Las medidas de higiene en los centros escolares parecen fundamentales para poder refrenar los efectos del contagioso virus H1N1 entre los más jóvenes, un colectivo especialmente sensible y que además es la principal fuente difusora de enfermedades contagiosas entre el conjunto de la población.
Higiene sí, pero, ¿quién la paga? Enric Pozo, presidente de las Cooperativas de Enseñanza, apuntó que se "pedirá a los padres que colaboren con estas medidas de higiene mandando a sus hijos a la escuela con un paquetito de kleenex. En cualquier caso, si el coste de estos productos para extremar la higiene desborda la partida presupuestaria de los centros escolares para este concepto, la Conselleria debería aportar algo".
Miquel Batle, de la patronal Escola Catòlica, minimizó esta cuestión: "Hoy en día casi todos los niños llevan a clase sus propios pañuelos desechables. Y jabón... de jabón siempre hemos dispuesto en nuestras escuelas".

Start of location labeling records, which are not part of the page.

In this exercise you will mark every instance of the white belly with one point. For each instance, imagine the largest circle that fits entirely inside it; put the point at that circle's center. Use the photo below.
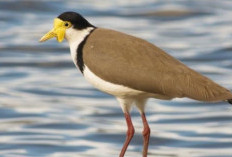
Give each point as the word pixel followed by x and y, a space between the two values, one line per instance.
pixel 110 88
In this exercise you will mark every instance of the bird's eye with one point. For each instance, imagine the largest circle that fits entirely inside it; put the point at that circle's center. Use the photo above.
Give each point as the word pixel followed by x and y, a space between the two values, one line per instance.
pixel 66 24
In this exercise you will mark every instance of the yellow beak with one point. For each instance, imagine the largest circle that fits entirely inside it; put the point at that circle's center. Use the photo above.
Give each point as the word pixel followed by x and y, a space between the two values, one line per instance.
pixel 58 31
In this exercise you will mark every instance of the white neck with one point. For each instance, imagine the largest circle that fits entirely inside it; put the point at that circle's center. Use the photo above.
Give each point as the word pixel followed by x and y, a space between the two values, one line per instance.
pixel 74 38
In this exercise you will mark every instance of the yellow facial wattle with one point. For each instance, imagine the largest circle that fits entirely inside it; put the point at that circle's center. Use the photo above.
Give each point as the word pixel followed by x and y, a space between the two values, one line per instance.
pixel 58 30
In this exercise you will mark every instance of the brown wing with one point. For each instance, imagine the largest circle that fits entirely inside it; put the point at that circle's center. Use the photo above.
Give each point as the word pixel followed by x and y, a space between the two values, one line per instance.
pixel 126 60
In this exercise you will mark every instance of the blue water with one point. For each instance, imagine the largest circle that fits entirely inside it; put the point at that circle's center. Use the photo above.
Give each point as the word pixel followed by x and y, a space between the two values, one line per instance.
pixel 47 109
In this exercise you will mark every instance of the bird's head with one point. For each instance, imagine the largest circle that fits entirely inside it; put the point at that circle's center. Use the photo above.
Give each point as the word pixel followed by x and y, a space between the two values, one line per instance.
pixel 64 22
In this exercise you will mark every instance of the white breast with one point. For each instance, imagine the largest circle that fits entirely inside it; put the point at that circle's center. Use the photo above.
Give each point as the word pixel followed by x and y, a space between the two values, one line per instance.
pixel 110 88
pixel 74 38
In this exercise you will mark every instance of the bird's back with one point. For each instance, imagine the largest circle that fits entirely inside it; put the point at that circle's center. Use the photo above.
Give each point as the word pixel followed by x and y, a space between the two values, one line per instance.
pixel 126 60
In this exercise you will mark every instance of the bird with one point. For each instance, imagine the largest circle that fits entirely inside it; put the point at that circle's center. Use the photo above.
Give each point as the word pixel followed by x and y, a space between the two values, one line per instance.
pixel 131 69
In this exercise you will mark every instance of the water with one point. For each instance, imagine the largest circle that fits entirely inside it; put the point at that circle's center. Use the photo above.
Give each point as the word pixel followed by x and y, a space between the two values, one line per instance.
pixel 47 109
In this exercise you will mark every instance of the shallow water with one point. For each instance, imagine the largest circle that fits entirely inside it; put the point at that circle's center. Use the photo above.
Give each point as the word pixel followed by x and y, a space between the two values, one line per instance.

No tan a la ligera se lo tomó Antònia Tur, representante de los directores de escuelas de primaria públicas, que admitió que en la reunión que mantuvo ayer en la conselleria de Educación preguntó si era necesario comprar un gel especial, más aséptico, para prevenir contagios. "La Conselleria me indicó que me respondería la próxima semana. Además, nos han asegurado que antes del comienzo de curso repartirán un manual más detallado sobre las medidas y prevenciones que hay tomar en los centros educativos", explicó Antònia Tur, que añadió que otra de las recomendaciones pasa por limpiar con más detenimiento pomos y barandillas.
Desde el departamento de Galmés, siempre bajo el asesoramiento de la conselleria de Salud, se ha aconsejado a los directores de las escuelas reforzar las habituales tareas de limpieza. "Nos han recomendado limpiar con más frecuencia los puntos de contacto de los alumnos y que éstos se laven con más asiduidad las manos", concluyó Manel Perelló, portavoz de los directores de institutos.